Again, it may have been a fluke, but I will keep testing. The only thing that may make any sense, is that the crypto card was in some way being used for SSL on the WebGUI (for which I do have SSL enabled), and there may be some compatibility issue between it and the Realtek interfaces. I mean, seriously, I download over 60GB of data a month using torrents, not a single issue. Also use a VoIP phone non-stop sustaining a VPN connection while using a web based ticketing system 5 days a week, 8 hours a day and never get a single drop or a timeout. It only happens when I access the WebGUI within the first two minutes. And not a single timeout after removing the card? Can anyone else experiment and confirm this?
-
It did timeout, eventually. I found an easy way to make it timeout, and that is to just download some MP3s from my local webserver using its external DNS name over HTTP. That only happens locally, since from the internet, that issue is not present.
It just doesnt make sense, if you ask me.
-
I'm still having the same issue on my x500, although its not as bad as it used to be, but who knows. Its easy to reproduce, just have any traffic going through it and start hitting the web interface, usually listing the states will do it. I know it was worse when HTTPS was enabled. I've tried checking off disable hardware checksum, I've run the ifconfig re0 -tso, I've played with the ACPI settings in the device.hints but to no avail. I'm on 1.2.3-release now. One option I've seen is to disable ACPI in the BIOS but that involves the weird connector and finding a pci video card (man I threw a way a whole box of those a while back) so I havent done it.

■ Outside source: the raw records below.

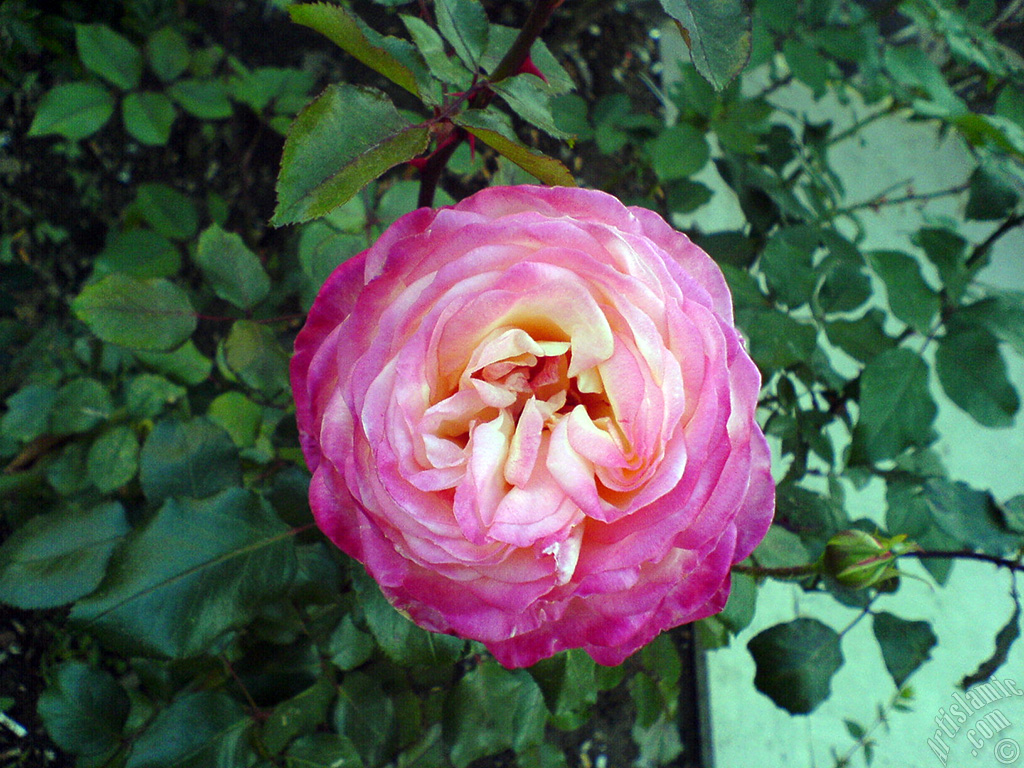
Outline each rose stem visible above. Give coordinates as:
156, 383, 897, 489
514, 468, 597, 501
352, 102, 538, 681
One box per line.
417, 0, 563, 208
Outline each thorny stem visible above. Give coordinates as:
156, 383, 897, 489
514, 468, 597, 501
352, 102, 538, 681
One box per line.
417, 0, 563, 208
732, 550, 1024, 579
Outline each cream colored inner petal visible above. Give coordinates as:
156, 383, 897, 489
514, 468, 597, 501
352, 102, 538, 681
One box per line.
410, 294, 675, 584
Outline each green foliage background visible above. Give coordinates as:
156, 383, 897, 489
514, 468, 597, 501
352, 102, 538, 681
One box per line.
0, 0, 1024, 768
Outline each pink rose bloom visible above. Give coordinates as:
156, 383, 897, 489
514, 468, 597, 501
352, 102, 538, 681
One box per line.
292, 186, 774, 667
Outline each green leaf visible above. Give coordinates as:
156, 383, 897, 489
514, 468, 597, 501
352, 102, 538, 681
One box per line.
86, 424, 139, 494
0, 384, 57, 442
196, 224, 270, 309
867, 251, 940, 335
760, 226, 819, 308
649, 123, 711, 181
964, 164, 1020, 221
401, 14, 473, 90
529, 648, 597, 731
121, 91, 177, 146
50, 377, 114, 434
28, 83, 117, 141
92, 228, 181, 280
288, 3, 421, 96
209, 389, 263, 447
167, 78, 233, 120
139, 418, 242, 504
871, 611, 938, 688
334, 672, 398, 766
825, 309, 896, 362
328, 613, 377, 672
223, 321, 289, 397
134, 182, 199, 240
857, 347, 937, 462
492, 74, 569, 138
736, 309, 818, 374
352, 567, 465, 667
956, 291, 1024, 356
961, 593, 1021, 690
75, 24, 142, 91
145, 27, 190, 83
442, 662, 547, 768
262, 677, 335, 753
285, 733, 362, 768
746, 618, 843, 715
925, 479, 1021, 555
125, 691, 253, 768
935, 317, 1020, 427
71, 487, 296, 659
71, 272, 198, 351
662, 0, 751, 90
0, 502, 128, 610
38, 662, 129, 757
272, 86, 430, 226
434, 0, 488, 72
453, 110, 577, 186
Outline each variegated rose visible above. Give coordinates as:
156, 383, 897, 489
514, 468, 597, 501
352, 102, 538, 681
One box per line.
292, 186, 774, 667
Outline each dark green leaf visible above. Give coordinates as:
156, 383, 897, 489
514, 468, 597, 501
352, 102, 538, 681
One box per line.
965, 166, 1019, 221
139, 418, 242, 504
662, 0, 751, 90
0, 384, 57, 442
857, 347, 937, 462
956, 291, 1024, 356
50, 377, 114, 434
167, 78, 232, 120
925, 479, 1021, 555
273, 86, 430, 226
401, 15, 473, 90
454, 110, 577, 186
39, 662, 129, 757
86, 424, 138, 494
196, 224, 270, 309
825, 309, 896, 362
760, 226, 819, 308
71, 487, 296, 659
135, 182, 199, 240
145, 27, 190, 83
0, 502, 128, 610
28, 83, 117, 141
71, 273, 197, 351
871, 611, 938, 688
75, 24, 142, 90
867, 251, 939, 335
352, 567, 465, 667
961, 593, 1021, 690
125, 691, 252, 768
92, 228, 181, 280
935, 322, 1020, 427
736, 309, 818, 374
262, 677, 335, 753
223, 321, 288, 397
529, 649, 597, 731
434, 0, 487, 72
121, 91, 177, 146
442, 662, 546, 768
650, 123, 711, 181
334, 672, 398, 766
285, 733, 362, 768
746, 618, 843, 715
328, 608, 376, 672
491, 77, 569, 138
288, 3, 420, 96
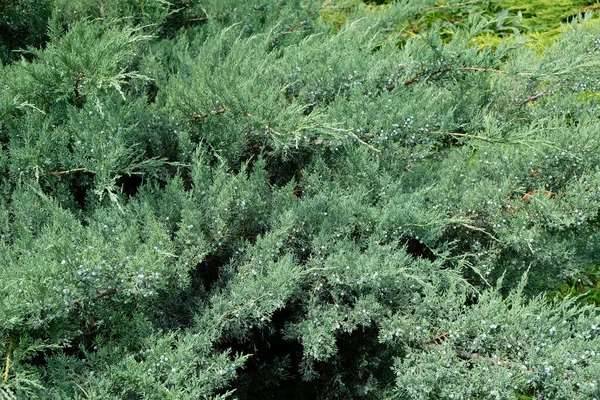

It hasn't ever done it on its own, it only happens for me when I hit the web interface, so maybe its not such a problem, but it is annoying when you are trying to debug something and the whole thing locks out. Has anyone made any progress on this? ???
-
I am still having the same issue with 2.x. The horrible timeouts are with the 2.x versions of pfSense, for which we are turning TSO off and has a major improvement after that, but the timeouts will still be there with some major hits on the webgui just like in 1.2.3-release.
I don't know if this will ever be fixed, since a lot of the BSD developers think of Realtek NICs as crap and refuse to do anything about it, they just recommend to use Intel or something else. Which we obviously can't do.
-
Anyone else tried this?
I have two X500's as firewalls/VPN gateways and was having the timeout problem (one was worse than the other – different HW revisions?)
None of the options on System > Advanced > Networking did anything for me, but setting TCP Offload Engine (not the BCE one) in Systems > Advanced > Tunables to 0 (disabled) has allowed them both to run without issue for over a month now. Even the cat /dev/random over SSH doesn't make it hiccup.The snapshot I'm running is almost a month old now, but if the current builds still do this out of the box, it may be worth a shot.